Have you ever walked back to your porch and stared directly into the red eye ring of an Iguana that was six feet long and munching on your prized Bougainvillea?  I have, and I have written about them frequently.  They’re back and running through the yard.

The latest migrant coming in from Miami is something with a tongue twisting name of the Rugose Spiraling Whitefly.  I think they’re here already in Wilton Manors and making their way North.

Like most, their numbers will be reduced if we get a good long cold snap.  The previous wave of Whitefly that went after the Ficus turned the hedges into sticks on most plants.  Plenty of spraying cut their numbers back, the cold weeks of February that went as low as 34F/1C did most of them in.

What happens here is we get a cold week in February just like everyone else.  Statistically it is the second week of February.  It won’t freeze here but it does have some interesting effects.

It sees flocks of birds of a strange variety flying in to thaw their bones.  They come in from Northern places like Philadelphia, Chicago, Montreal and other cities and clog our roadways.  Yes, the Snowbird.  But the Snowbird’s effect is (somewhat) beneficial since they are an engine and boost to our economies.

Despite how they drive on the roads…

In the natural world it tends to empty out some of these exotic species.  Most invasives are not quite used to near freezing weather, so while the natives and those of us who are naturalized like many of us can adapt, these can not.  The last wave of the other kind of Whitefly died off greatly and that allowed the Ficus hedges in Broward county at least to rebound.

It also cut back the Iguana population to where we had them raining out of the trees.   My own Sea Grape tree in the back yard had 12 of them fall out of it when the tree was trimmed back last year.  Some survive and they come back later.

Personally I’m hoping they stay away.  They’re like having a vegetarian herd of stray cats running through your yard that shreds anything they like.  It’s not a case of share, its a case of they are like a lawn mower.

The latest wave of Rugosa Spiraling Whitefly may completely vanish if we get a cold enough snap but in South Florida, that is questionable. After all, the urban cores of Fort Lauderdale, Miami, and West Palm Beach are a few degrees warmer than just outside of downtown and the Keys are next door and always warmer.  That may be all they need to survive.

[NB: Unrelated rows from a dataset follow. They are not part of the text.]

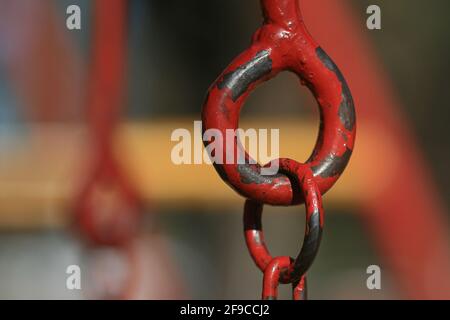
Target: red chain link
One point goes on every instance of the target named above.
(284, 44)
(108, 208)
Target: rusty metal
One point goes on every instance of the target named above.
(284, 44)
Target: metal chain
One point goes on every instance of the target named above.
(284, 44)
(108, 209)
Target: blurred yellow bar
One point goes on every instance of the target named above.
(42, 167)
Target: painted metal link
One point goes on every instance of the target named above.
(284, 44)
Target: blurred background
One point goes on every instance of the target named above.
(389, 209)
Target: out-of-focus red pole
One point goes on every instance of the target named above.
(406, 215)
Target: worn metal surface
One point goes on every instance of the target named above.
(284, 44)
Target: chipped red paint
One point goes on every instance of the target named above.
(283, 44)
(294, 271)
(107, 209)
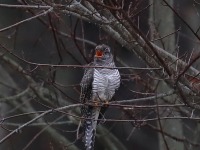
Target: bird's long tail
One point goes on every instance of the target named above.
(90, 127)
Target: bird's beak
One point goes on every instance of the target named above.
(99, 54)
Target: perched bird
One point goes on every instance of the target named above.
(98, 85)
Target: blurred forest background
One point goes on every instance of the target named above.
(44, 45)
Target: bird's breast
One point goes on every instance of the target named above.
(105, 83)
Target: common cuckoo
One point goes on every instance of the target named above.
(98, 85)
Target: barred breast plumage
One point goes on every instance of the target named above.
(97, 85)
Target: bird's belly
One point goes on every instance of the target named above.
(104, 85)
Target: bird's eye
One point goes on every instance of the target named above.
(106, 53)
(107, 49)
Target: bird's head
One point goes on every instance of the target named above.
(103, 53)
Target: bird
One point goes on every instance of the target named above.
(98, 86)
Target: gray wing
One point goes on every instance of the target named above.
(86, 87)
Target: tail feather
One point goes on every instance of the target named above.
(90, 127)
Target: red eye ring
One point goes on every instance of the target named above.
(98, 53)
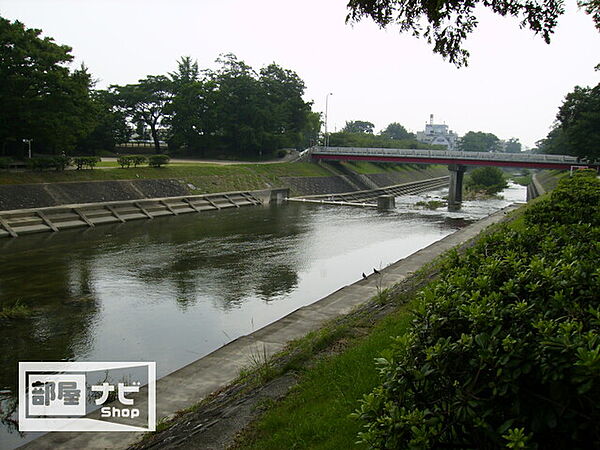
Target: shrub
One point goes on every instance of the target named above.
(158, 160)
(86, 162)
(504, 350)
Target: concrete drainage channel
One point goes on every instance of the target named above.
(56, 218)
(369, 198)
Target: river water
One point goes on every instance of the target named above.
(174, 289)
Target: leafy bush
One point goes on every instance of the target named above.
(158, 160)
(5, 162)
(487, 179)
(504, 350)
(89, 162)
(39, 164)
(138, 160)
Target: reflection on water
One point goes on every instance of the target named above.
(172, 290)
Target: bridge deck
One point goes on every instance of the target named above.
(444, 157)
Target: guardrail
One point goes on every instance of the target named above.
(445, 154)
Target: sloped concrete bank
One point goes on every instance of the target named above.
(193, 383)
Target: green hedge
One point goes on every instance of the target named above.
(82, 162)
(131, 160)
(505, 347)
(158, 160)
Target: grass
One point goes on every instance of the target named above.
(431, 204)
(16, 311)
(316, 413)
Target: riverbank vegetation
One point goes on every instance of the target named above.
(502, 350)
(485, 180)
(231, 110)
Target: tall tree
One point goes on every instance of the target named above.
(478, 141)
(358, 126)
(41, 98)
(241, 107)
(512, 146)
(577, 128)
(396, 131)
(447, 23)
(145, 102)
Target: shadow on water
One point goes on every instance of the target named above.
(173, 289)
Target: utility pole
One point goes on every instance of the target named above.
(28, 141)
(326, 107)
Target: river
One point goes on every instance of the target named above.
(174, 289)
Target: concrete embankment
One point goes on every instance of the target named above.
(192, 383)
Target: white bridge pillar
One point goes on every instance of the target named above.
(455, 192)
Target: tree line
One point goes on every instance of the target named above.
(232, 110)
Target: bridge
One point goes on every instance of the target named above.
(456, 161)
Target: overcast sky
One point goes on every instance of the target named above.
(513, 86)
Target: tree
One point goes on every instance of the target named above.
(396, 131)
(145, 102)
(512, 146)
(41, 98)
(358, 126)
(288, 112)
(576, 130)
(241, 107)
(447, 23)
(488, 179)
(477, 141)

It’s a great advertisement for why the Government is completely correct in it’s agricultural inspection efforts.  Once in a while one gets by them, but for the most part it would only be worse if they weren’t stopping uninspected fruits and vegetables at the ports, and sending back exotic animals to their homeland.

(I hope)

The reason the Iguanas and the other animals exist in the wild here is because we brought them here as pets and released them.  Either accidentally or “on purpose” they got into the ecosystem and won’t leave.  Ball Pythons that may look “cool” in a home display aquarium will get loose and end up in the Everglades and eat up native species that are already under stress or endangered.

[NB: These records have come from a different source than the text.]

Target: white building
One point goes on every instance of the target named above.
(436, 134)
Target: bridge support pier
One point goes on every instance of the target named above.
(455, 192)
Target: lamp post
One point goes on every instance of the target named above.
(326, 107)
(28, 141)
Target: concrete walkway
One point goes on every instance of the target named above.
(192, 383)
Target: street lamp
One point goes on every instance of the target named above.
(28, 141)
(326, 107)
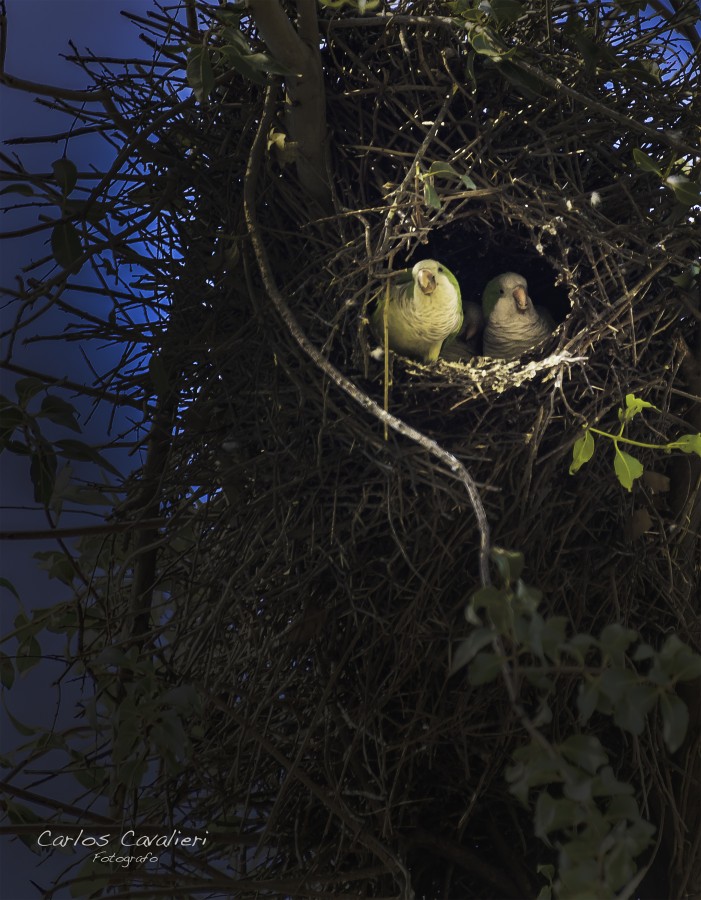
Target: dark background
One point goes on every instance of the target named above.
(39, 32)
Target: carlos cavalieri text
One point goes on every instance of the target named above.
(128, 839)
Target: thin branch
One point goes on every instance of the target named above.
(457, 469)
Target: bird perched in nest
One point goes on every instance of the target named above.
(425, 310)
(513, 323)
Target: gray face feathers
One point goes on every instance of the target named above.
(514, 325)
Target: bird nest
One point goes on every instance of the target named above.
(340, 557)
(321, 597)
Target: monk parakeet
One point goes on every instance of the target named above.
(424, 311)
(514, 325)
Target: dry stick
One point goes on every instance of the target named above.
(457, 468)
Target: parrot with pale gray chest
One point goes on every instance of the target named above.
(513, 323)
(424, 311)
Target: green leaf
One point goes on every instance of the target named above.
(509, 564)
(582, 451)
(57, 564)
(627, 468)
(689, 443)
(688, 278)
(59, 411)
(634, 405)
(484, 668)
(644, 162)
(486, 43)
(66, 245)
(78, 450)
(200, 74)
(529, 84)
(675, 721)
(445, 170)
(584, 750)
(466, 650)
(65, 174)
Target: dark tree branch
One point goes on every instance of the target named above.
(306, 96)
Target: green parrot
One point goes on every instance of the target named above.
(513, 324)
(424, 311)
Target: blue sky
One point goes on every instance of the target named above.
(38, 33)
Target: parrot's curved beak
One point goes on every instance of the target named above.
(521, 298)
(427, 281)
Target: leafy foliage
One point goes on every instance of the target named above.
(260, 619)
(578, 802)
(627, 468)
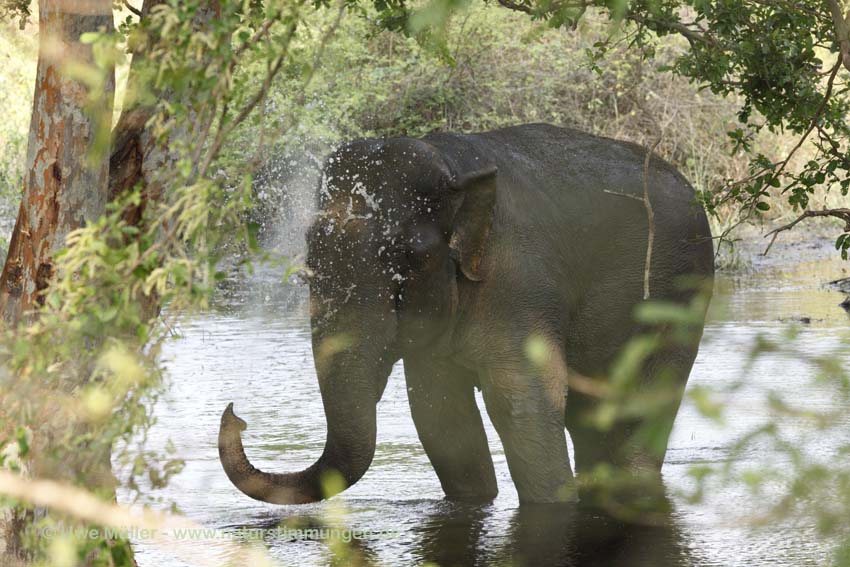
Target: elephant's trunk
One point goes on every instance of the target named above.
(349, 448)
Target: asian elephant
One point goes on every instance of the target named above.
(463, 255)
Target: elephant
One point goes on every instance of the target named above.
(460, 254)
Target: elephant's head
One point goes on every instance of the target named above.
(397, 226)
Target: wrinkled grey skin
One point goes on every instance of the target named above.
(509, 261)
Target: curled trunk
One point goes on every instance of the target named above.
(347, 455)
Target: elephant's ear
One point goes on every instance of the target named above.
(474, 219)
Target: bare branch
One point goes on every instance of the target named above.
(691, 35)
(650, 218)
(841, 214)
(842, 30)
(132, 8)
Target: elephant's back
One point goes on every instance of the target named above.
(571, 216)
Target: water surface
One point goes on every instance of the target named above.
(254, 350)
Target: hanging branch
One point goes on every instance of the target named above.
(650, 218)
(842, 214)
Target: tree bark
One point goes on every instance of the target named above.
(62, 191)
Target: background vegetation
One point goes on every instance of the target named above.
(488, 68)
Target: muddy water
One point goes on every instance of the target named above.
(254, 350)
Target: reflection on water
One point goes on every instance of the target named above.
(255, 352)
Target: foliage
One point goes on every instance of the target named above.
(89, 368)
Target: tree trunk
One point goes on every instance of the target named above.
(62, 190)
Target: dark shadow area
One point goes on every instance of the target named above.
(551, 535)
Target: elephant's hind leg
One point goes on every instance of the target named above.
(526, 405)
(447, 419)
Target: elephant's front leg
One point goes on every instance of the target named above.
(526, 404)
(448, 422)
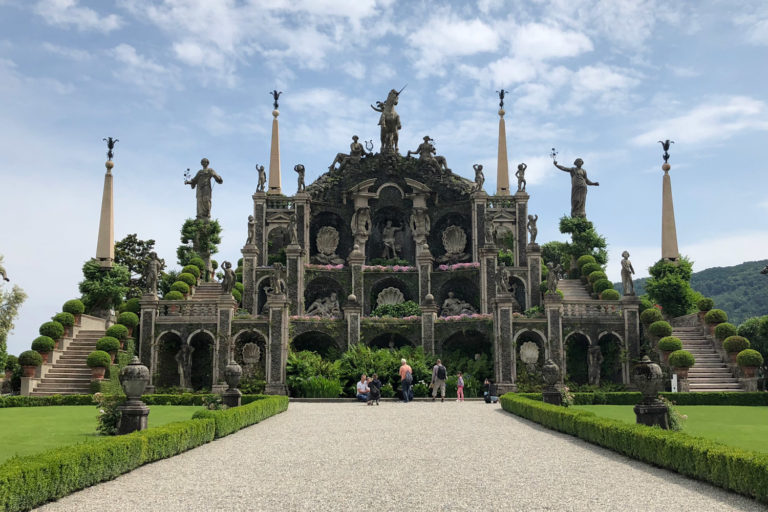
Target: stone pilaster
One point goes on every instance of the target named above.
(553, 308)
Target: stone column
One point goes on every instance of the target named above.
(533, 294)
(553, 308)
(277, 305)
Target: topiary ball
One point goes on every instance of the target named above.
(670, 344)
(74, 306)
(716, 316)
(705, 304)
(98, 358)
(749, 357)
(735, 344)
(43, 344)
(660, 329)
(52, 329)
(681, 359)
(650, 316)
(725, 330)
(118, 331)
(128, 319)
(108, 344)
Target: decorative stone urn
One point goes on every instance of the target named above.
(649, 379)
(232, 373)
(134, 413)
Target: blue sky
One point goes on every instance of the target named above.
(178, 80)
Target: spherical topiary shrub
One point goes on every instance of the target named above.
(601, 284)
(705, 304)
(650, 316)
(181, 287)
(670, 344)
(735, 344)
(724, 330)
(30, 358)
(108, 344)
(98, 358)
(583, 260)
(173, 295)
(188, 278)
(52, 329)
(749, 357)
(65, 319)
(191, 269)
(43, 344)
(128, 319)
(74, 306)
(681, 359)
(716, 316)
(118, 331)
(660, 329)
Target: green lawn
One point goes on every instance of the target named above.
(28, 430)
(743, 427)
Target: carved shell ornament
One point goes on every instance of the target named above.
(327, 240)
(454, 240)
(390, 295)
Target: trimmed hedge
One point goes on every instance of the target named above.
(236, 418)
(742, 471)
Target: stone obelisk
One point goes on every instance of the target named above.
(274, 152)
(502, 166)
(105, 247)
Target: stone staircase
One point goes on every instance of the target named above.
(69, 375)
(573, 289)
(709, 373)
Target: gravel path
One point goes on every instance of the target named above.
(417, 456)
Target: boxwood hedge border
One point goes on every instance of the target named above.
(741, 471)
(30, 481)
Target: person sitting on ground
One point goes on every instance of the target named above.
(362, 389)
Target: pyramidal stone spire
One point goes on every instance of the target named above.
(274, 153)
(502, 166)
(105, 246)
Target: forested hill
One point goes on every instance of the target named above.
(739, 290)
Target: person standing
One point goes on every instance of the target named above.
(406, 379)
(439, 375)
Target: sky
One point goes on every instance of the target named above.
(178, 80)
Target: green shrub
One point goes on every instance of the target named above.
(118, 331)
(64, 318)
(30, 358)
(108, 344)
(191, 269)
(749, 357)
(660, 329)
(735, 344)
(650, 316)
(43, 344)
(52, 329)
(128, 319)
(716, 316)
(181, 287)
(681, 359)
(705, 304)
(74, 306)
(724, 330)
(670, 344)
(98, 358)
(186, 277)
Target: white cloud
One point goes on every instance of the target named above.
(68, 13)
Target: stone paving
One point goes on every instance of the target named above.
(418, 456)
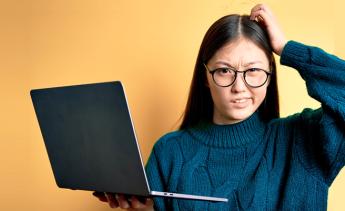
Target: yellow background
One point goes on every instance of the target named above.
(151, 46)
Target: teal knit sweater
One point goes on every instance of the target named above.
(285, 164)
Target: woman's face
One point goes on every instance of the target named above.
(239, 101)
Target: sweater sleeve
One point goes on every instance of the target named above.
(161, 167)
(155, 178)
(320, 134)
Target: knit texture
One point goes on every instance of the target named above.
(285, 164)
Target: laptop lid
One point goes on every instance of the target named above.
(88, 135)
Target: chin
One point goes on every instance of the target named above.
(240, 115)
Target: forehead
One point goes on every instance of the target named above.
(240, 51)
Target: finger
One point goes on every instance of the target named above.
(122, 201)
(101, 196)
(112, 200)
(261, 16)
(136, 203)
(262, 9)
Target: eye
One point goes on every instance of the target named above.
(253, 70)
(223, 71)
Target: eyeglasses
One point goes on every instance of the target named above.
(225, 76)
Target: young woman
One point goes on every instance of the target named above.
(233, 144)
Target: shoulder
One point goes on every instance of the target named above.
(307, 116)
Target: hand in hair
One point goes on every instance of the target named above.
(262, 14)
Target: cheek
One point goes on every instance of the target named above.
(260, 95)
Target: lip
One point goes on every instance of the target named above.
(241, 102)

I shall take you home and put you in a glass prison and call you Monty.  No, thank you.

Parrots released have taken up residence in flocks all over Fort Lauderdale, and their calls are familiar especially when out on walks.  In fact, a Cherry Headed Amazon visited my property the day I went to look at it the first time.  I took That Particular Visit as a good omen but visits by exotics are typically disruptive.  Those same beautiful flocks of Cherry Headed Amazons that dine on the seeds of the Washingtonia Palms in my neighborhood are displacing native flocks of other types of Parrots and birds.

The Whitefly infestation this time won’t be quite as bad as the ones that killed off many of the ficus.   They will cover the leaves with a sticky goo that will turn moldy and drip onto everything.  The host trees won’t die, but they will look like they should have.  There are sprays that the cities around me are using to “control” these bugs, but that won’t get them all and it never does.   Hope for a good winter cold snap like I am.  I’ll gripe and grouse like all the other Floridians will but I’ll remember to watch so I don’t trip over falling Iguanas and be happy that the Whitefly infestation will be somewhat controlled naturally.